DGAP-Adhoc Epigenomics AG: Capital reduction and further authorization to issue convertible bonds with backstop investor planned
DGAP-Ad-hoc: Epigenomics AG / Key word(s): Corporate Action/AGM/EGM
Capital reduction and further authorization to issue convertible bonds with backstop investor planned
Berlin, November 3, 2020 - Epigenomics AG (Frankfurt Prime Standard: ECX, OTCQX: EPGNY; the "Company") plans to propose to the extraordinary Shareholders' Meeting, which is to be convened on November 27, 2020 and conducted as a virtual general meeting, in addition to the notification of loss pursuant to Section 92 par. 1 AktG, the reduction of the share capital to EUR 5,891,230.00 and a further authorization to issue convertible bonds in a nominal amount of up to EUR 5.5 million.
The capital reduction is to take place in two steps. First, the share capital shall be reduced by EUR 6.00 from EUR 47,129,846.00 to EUR 47,129,840.00 by withdrawing six treasury shares acquired free of charge. Secondly, the share capital of the Company shall be reduced by means of an ordinary capital reduction in accordance with Section 222 et seq. AktG by EUR 41,238,610.00 from EUR 47,129,840.00 to EUR 5,891,230.00. The ordinary capital reduction shall be carried out by combining the shares of the Company in the ratio 8:1. The ordinary capital reduction serves partly to cover losses and partly to allocate to the Company's capital reserves.
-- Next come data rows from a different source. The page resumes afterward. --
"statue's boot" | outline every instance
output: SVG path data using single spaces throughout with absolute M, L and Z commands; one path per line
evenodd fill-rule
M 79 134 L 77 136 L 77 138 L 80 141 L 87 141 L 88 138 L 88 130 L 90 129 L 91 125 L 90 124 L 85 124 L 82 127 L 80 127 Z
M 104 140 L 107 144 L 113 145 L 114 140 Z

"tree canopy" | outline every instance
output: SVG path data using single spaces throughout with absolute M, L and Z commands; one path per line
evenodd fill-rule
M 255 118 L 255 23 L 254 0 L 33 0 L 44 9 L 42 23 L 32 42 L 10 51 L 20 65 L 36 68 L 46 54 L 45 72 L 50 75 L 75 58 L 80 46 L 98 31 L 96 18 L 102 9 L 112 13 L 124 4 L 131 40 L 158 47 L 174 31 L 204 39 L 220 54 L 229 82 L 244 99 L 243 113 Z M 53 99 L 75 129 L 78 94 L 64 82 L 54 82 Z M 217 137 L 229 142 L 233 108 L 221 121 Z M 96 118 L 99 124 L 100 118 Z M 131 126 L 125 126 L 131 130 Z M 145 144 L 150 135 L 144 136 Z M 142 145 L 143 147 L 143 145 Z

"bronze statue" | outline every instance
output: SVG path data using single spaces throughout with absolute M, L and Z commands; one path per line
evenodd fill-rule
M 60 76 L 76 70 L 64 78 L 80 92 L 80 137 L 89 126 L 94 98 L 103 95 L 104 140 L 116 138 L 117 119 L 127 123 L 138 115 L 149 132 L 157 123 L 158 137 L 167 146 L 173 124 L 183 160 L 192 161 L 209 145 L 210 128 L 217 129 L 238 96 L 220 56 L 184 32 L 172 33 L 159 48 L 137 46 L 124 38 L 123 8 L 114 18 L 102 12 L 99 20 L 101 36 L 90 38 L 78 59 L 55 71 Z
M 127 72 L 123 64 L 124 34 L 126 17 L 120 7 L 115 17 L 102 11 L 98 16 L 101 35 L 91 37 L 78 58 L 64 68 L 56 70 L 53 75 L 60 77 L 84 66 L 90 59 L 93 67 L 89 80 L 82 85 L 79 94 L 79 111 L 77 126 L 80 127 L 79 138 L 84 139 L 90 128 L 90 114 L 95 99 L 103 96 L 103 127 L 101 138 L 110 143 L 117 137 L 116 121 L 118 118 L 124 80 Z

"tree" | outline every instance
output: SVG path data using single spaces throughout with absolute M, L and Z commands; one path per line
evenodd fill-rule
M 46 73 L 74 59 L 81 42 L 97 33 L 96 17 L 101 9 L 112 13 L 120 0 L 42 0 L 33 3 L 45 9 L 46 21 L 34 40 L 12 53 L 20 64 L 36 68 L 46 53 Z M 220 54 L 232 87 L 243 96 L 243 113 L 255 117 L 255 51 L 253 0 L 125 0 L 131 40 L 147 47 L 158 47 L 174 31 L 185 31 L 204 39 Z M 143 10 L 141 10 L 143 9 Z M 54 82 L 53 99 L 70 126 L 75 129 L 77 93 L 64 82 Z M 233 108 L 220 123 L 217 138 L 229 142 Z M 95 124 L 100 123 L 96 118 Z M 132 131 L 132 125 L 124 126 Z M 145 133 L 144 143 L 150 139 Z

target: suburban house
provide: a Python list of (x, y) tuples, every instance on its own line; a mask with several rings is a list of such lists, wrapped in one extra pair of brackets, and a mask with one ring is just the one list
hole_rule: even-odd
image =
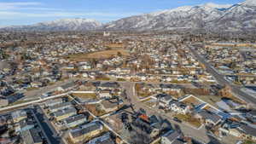
[(143, 129), (145, 133), (150, 135), (150, 137), (155, 137), (162, 130), (162, 125), (159, 120), (152, 118), (152, 116), (148, 117), (146, 114), (138, 116), (133, 122), (133, 124), (138, 129)]
[[(179, 133), (175, 130), (170, 130), (160, 137), (161, 144), (180, 144), (178, 138), (181, 136)], [(183, 142), (182, 142), (183, 143)]]
[(247, 112), (246, 118), (252, 122), (253, 124), (256, 124), (256, 110), (250, 111)]
[(12, 115), (14, 123), (18, 123), (20, 120), (27, 118), (26, 112), (23, 111), (23, 110), (18, 110), (18, 111), (13, 112), (11, 113), (11, 115)]
[(221, 117), (207, 110), (201, 110), (195, 114), (195, 118), (200, 118), (207, 125), (217, 125), (221, 122)]
[(26, 130), (20, 132), (24, 144), (43, 144), (43, 140), (37, 129)]
[(74, 143), (88, 141), (99, 135), (103, 130), (100, 122), (91, 122), (79, 128), (71, 130), (68, 133), (71, 141)]

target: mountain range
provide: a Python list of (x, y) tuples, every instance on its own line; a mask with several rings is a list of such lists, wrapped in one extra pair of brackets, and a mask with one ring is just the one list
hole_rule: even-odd
[(230, 5), (206, 3), (123, 18), (107, 24), (88, 19), (62, 19), (30, 26), (8, 26), (6, 31), (256, 30), (256, 0)]

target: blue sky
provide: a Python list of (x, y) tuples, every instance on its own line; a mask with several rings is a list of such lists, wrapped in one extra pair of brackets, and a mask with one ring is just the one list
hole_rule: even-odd
[(63, 18), (102, 22), (135, 14), (207, 3), (233, 4), (243, 0), (1, 0), (0, 26), (29, 25)]

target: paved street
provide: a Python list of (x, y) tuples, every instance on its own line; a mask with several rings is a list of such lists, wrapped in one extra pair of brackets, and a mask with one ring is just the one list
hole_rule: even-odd
[(253, 97), (252, 95), (243, 92), (241, 90), (241, 88), (239, 88), (236, 85), (234, 85), (233, 84), (230, 83), (224, 78), (224, 75), (219, 74), (212, 66), (209, 64), (205, 58), (203, 58), (201, 55), (200, 55), (194, 48), (189, 47), (191, 52), (193, 55), (196, 57), (196, 59), (204, 64), (206, 66), (207, 71), (210, 72), (216, 80), (222, 85), (229, 85), (232, 89), (232, 92), (241, 99), (244, 100), (245, 101), (251, 103), (253, 105), (256, 105), (256, 98)]
[[(200, 130), (197, 130), (185, 124), (179, 124), (174, 121), (170, 116), (166, 115), (161, 111), (149, 108), (148, 106), (140, 101), (139, 98), (137, 96), (135, 92), (135, 84), (125, 83), (122, 84), (122, 86), (125, 88), (128, 101), (131, 104), (134, 106), (134, 109), (138, 110), (140, 108), (143, 108), (147, 112), (148, 115), (156, 115), (160, 118), (166, 118), (172, 123), (173, 128), (177, 127), (177, 125), (185, 135), (191, 136), (201, 142), (207, 143), (211, 141), (211, 137), (209, 137), (209, 135), (207, 135), (207, 130), (205, 127), (201, 127)], [(223, 142), (226, 144), (233, 144), (236, 141), (236, 138), (226, 136), (223, 139)]]

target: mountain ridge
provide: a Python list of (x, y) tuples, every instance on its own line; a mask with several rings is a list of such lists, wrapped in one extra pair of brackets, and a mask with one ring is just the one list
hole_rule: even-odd
[(183, 6), (125, 17), (107, 24), (95, 20), (79, 18), (56, 20), (3, 29), (20, 31), (148, 31), (177, 28), (207, 29), (210, 31), (256, 29), (256, 0), (247, 0), (236, 4), (208, 3), (196, 6)]

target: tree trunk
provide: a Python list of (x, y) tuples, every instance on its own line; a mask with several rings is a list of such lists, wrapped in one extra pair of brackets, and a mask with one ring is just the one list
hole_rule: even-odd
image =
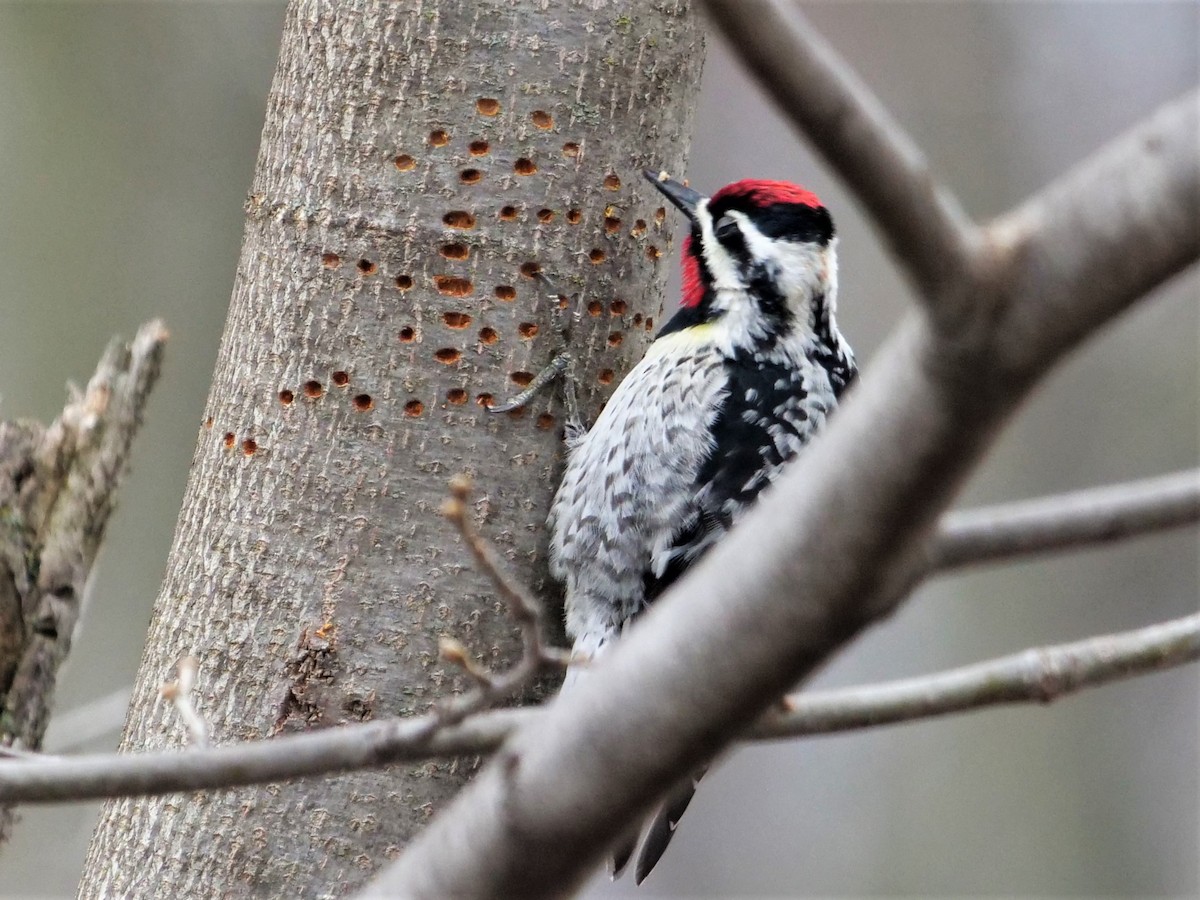
[[(229, 318), (122, 748), (186, 742), (158, 694), (200, 662), (217, 743), (427, 709), (516, 628), (438, 510), (545, 584), (562, 406), (492, 416), (574, 330), (592, 416), (659, 316), (702, 48), (688, 0), (288, 10)], [(661, 257), (661, 259), (660, 259)], [(398, 853), (473, 761), (116, 800), (82, 896), (316, 896)]]

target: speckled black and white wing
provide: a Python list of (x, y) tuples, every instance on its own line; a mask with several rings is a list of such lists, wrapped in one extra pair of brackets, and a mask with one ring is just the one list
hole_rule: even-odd
[(724, 359), (725, 389), (713, 420), (713, 449), (697, 473), (692, 515), (679, 523), (664, 563), (648, 580), (648, 601), (716, 544), (779, 478), (824, 426), (853, 374), (852, 356), (830, 371), (815, 364), (798, 342)]
[(566, 584), (566, 632), (594, 654), (647, 602), (712, 455), (724, 360), (698, 335), (655, 341), (568, 452), (551, 509), (551, 571)]

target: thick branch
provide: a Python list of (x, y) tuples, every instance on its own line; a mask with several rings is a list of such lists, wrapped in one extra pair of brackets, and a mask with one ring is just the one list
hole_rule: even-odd
[(751, 738), (894, 725), (1002, 703), (1050, 703), (1084, 688), (1200, 659), (1200, 613), (1157, 625), (1036, 647), (1010, 656), (887, 684), (788, 698), (791, 708), (755, 725)]
[(706, 0), (713, 24), (875, 220), (930, 300), (971, 264), (974, 232), (920, 150), (787, 0)]
[[(772, 740), (830, 734), (1001, 703), (1048, 703), (1084, 688), (1196, 659), (1200, 614), (919, 678), (797, 694), (785, 701), (786, 713), (768, 714), (748, 737)], [(487, 754), (541, 715), (544, 710), (534, 708), (498, 709), (450, 726), (430, 715), (194, 752), (76, 758), (24, 755), (0, 764), (0, 800), (58, 803), (226, 788), (438, 756)]]

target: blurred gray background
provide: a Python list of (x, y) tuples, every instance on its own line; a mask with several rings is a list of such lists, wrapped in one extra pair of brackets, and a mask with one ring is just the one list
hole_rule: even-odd
[[(61, 682), (64, 712), (120, 691), (137, 668), (233, 284), (282, 14), (282, 2), (0, 6), (0, 415), (53, 418), (65, 383), (86, 379), (113, 334), (162, 316), (173, 335)], [(829, 2), (809, 14), (980, 218), (1178, 95), (1200, 67), (1193, 2)], [(700, 190), (754, 175), (822, 196), (841, 234), (842, 328), (869, 365), (906, 287), (718, 41), (689, 175)], [(1198, 293), (1190, 272), (1068, 360), (962, 502), (1194, 466)], [(1198, 584), (1194, 532), (942, 580), (817, 684), (1186, 614)], [(1193, 668), (1050, 708), (739, 750), (636, 893), (1195, 895), (1198, 700)], [(112, 749), (118, 728), (80, 749)], [(49, 740), (62, 748), (72, 734), (52, 726)], [(26, 809), (0, 853), (0, 893), (72, 893), (96, 810)], [(598, 877), (588, 895), (634, 893)]]

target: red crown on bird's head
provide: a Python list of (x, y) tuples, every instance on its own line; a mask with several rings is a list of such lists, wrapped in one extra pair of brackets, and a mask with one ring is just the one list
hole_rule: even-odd
[(709, 199), (710, 204), (719, 200), (749, 200), (755, 206), (769, 206), (773, 203), (803, 203), (805, 206), (816, 209), (821, 205), (817, 196), (805, 187), (793, 185), (791, 181), (767, 181), (757, 178), (748, 178), (726, 185), (714, 193)]
[[(769, 206), (773, 203), (800, 203), (814, 209), (821, 206), (821, 200), (806, 187), (793, 185), (791, 181), (768, 181), (758, 178), (746, 178), (726, 185), (714, 193), (708, 203), (712, 206), (721, 200), (742, 200), (758, 208)], [(700, 262), (691, 252), (690, 234), (683, 241), (680, 280), (683, 289), (679, 302), (683, 306), (698, 306), (704, 298), (704, 283), (700, 276)]]

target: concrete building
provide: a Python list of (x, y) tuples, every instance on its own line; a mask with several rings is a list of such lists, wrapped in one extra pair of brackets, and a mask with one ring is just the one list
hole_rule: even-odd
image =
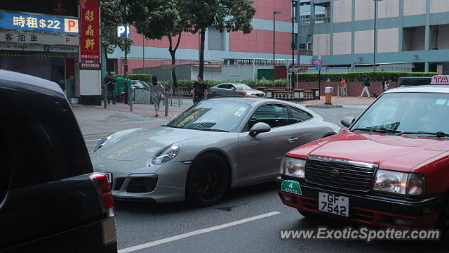
[[(293, 55), (297, 64), (298, 52), (297, 50), (292, 51), (292, 16), (299, 15), (296, 15), (296, 8), (292, 10), (292, 0), (255, 0), (253, 6), (257, 12), (253, 20), (254, 30), (249, 34), (243, 34), (241, 32), (221, 33), (214, 27), (209, 27), (206, 34), (205, 64), (221, 64), (224, 63), (224, 59), (272, 59), (273, 11), (281, 13), (276, 15), (276, 59), (289, 59), (291, 63)], [(295, 34), (297, 33), (296, 22), (293, 31)], [(141, 73), (142, 71), (140, 70), (144, 67), (147, 70), (171, 64), (168, 50), (168, 40), (166, 38), (161, 41), (143, 39), (142, 36), (132, 27), (130, 32), (134, 44), (128, 55), (129, 72), (133, 72), (134, 69), (139, 69), (138, 72)], [(297, 37), (295, 36), (295, 38)], [(198, 64), (198, 48), (199, 34), (183, 33), (176, 52), (176, 64)], [(301, 64), (311, 63), (311, 51), (307, 49), (302, 48), (302, 56), (300, 57)], [(123, 52), (119, 48), (113, 54), (109, 55), (108, 70), (123, 74)]]
[[(448, 4), (378, 1), (376, 63), (412, 63), (413, 71), (449, 74)], [(302, 1), (300, 43), (311, 44), (314, 59), (330, 67), (372, 66), (374, 7), (373, 0)]]

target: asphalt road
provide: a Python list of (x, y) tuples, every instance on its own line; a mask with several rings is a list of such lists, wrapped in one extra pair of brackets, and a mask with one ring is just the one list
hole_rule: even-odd
[[(356, 117), (364, 106), (311, 108), (328, 122)], [(91, 151), (103, 135), (86, 136)], [(215, 206), (187, 203), (116, 202), (119, 252), (423, 252), (435, 242), (281, 239), (281, 230), (344, 228), (351, 224), (311, 221), (283, 205), (274, 183), (232, 190)], [(352, 224), (352, 226), (354, 226)]]

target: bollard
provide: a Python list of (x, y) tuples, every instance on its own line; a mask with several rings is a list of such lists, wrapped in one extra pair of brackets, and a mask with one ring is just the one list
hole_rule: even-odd
[(332, 105), (332, 93), (334, 93), (334, 89), (333, 87), (326, 87), (326, 103), (325, 105)]
[(128, 103), (129, 104), (129, 111), (133, 112), (133, 98), (134, 97), (133, 94), (134, 94), (134, 88), (131, 87), (131, 86), (130, 85), (129, 86), (129, 89), (128, 89)]
[(105, 85), (105, 88), (104, 88), (104, 91), (105, 91), (105, 98), (104, 98), (104, 100), (105, 100), (105, 109), (106, 109), (106, 102), (107, 101), (107, 89), (106, 87), (106, 85)]
[(164, 114), (166, 117), (168, 116), (168, 103), (167, 103), (167, 99), (168, 99), (168, 91), (166, 90), (166, 112)]

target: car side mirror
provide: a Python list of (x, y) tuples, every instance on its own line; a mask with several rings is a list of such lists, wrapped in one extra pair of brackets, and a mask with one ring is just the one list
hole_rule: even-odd
[(272, 131), (272, 128), (268, 124), (258, 122), (251, 127), (251, 129), (250, 130), (250, 136), (255, 137), (260, 133), (267, 133), (270, 131)]
[(348, 116), (348, 117), (344, 117), (340, 122), (340, 123), (342, 123), (342, 124), (346, 127), (349, 127), (349, 126), (351, 126), (355, 120), (356, 120), (355, 117)]

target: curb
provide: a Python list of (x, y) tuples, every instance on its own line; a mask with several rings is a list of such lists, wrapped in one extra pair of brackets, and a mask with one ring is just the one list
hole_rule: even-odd
[(343, 105), (306, 105), (307, 108), (341, 108)]

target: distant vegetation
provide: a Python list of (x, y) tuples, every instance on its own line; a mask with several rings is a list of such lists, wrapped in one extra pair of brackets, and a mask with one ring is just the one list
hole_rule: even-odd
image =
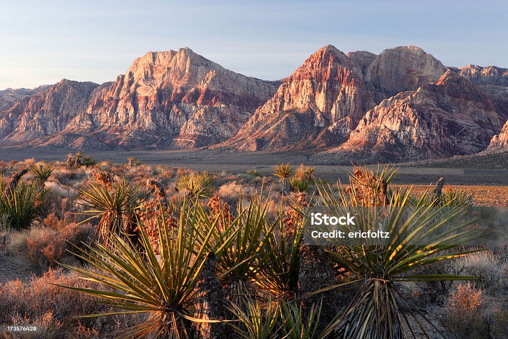
[[(390, 166), (332, 185), (304, 164), (265, 177), (87, 158), (0, 163), (0, 246), (39, 274), (3, 281), (4, 322), (40, 324), (43, 337), (508, 335), (504, 240), (485, 250), (485, 230), (452, 223), (478, 203), (470, 191), (393, 186)], [(311, 244), (318, 208), (361, 229), (383, 210), (405, 236)]]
The new authorization to issue convertible bonds with a nominal value of up to EUR 5.5 million, which is also to be proposed to the extraordinary General Shareholders' Meeting, shall be limited until March 31, 2021. It stipulates a term of the convertible bonds of about three years. If the bonds have not been previously converted, there is a conversion obligation at the end of the term. The conversion price per no-par value share of the Company amounts to EUR 1.10. Under the authorization, conversion rights and obligations can accordingly be established for up to 5,000,000 new no-par value shares of the Company. There will be no adjustment of the conditions, in particular the conversion price, in the event of the capital reductions which will also be proposed to the extraordinary Shareholders' Meeting. In the event that the authorization is exercised, the shareholders shall be granted the subscription right (subject to the exclusion of the subscription right for fractional amounts) and an over-subscription right. In accordance with the authorization, the convertible bonds will be issued at their nominal amount and will not bear interest.